Here are a few more FAQ’s as to an SI’s role in Open Source

Why are SIs in great demand?
Because companies want to focus on their core attributes … what they do best … the true differentiating value they have to offer. That means that for the rest of the stuff, they want someone else to worry about that.

But the SIs also have the role of driving the best technologies into business. Why?
Many of the best technologies are built from startups, particularly in the open source space. And these startups, with their great technological innovations, don’t have an easy entrĂ©e into the mass corporations. The SIs have this penetration capability with their skills, proven solutions, and their relationships.
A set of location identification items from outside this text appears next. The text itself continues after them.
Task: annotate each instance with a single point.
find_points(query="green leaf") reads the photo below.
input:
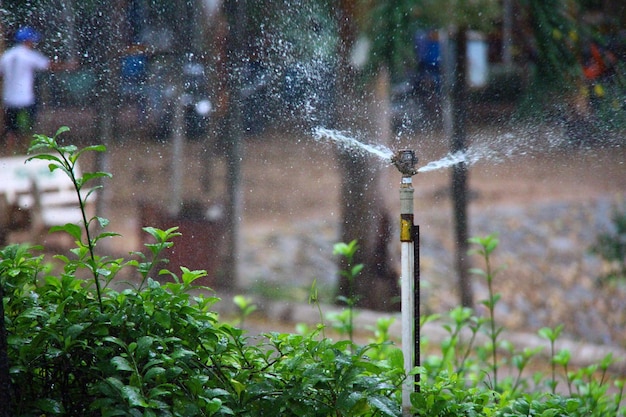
(121, 364)
(385, 405)
(133, 396)
(72, 229)
(49, 405)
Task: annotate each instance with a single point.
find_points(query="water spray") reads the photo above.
(405, 160)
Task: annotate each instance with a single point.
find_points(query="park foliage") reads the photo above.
(79, 342)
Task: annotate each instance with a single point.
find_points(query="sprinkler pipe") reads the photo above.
(405, 161)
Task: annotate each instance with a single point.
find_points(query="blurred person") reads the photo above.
(18, 67)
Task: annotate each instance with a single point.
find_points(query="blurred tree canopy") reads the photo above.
(391, 26)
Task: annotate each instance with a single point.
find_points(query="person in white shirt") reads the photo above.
(18, 67)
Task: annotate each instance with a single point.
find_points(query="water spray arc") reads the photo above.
(405, 160)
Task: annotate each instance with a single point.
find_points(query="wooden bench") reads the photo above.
(36, 198)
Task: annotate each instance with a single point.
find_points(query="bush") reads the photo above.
(75, 346)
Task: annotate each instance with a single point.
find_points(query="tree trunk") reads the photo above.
(364, 215)
(236, 16)
(460, 171)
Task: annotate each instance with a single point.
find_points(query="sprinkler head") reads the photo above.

Do SI’s need to remain unbiased?
They sure do. It is not good if an SI is also a maker and seller of these technologies. If an SI has a vested interest in pushing their own technologies, a company may not have the opportunity to explore more effective components (cheaper, better fit, etc.) from the “outside”.

This is an approach we take at Unisys, and believe in. The priority, of course, is to ensure our customers have the best offerings for their mission critical open source environments. As an SI with no vested interest in the solutions our customers are using, we simply will not succeed unless they do. Hence a strategic partnership is formed.

Lastly, regarding an SI’s role in Open Source, if you haven’t already seen it, Matt Asay recently published Open Sources Reflections on 2006, which you may find of interest. In his post, Matt recognized Unisys as “the biggest services gun” around open source, a bestowal for which I am most proud.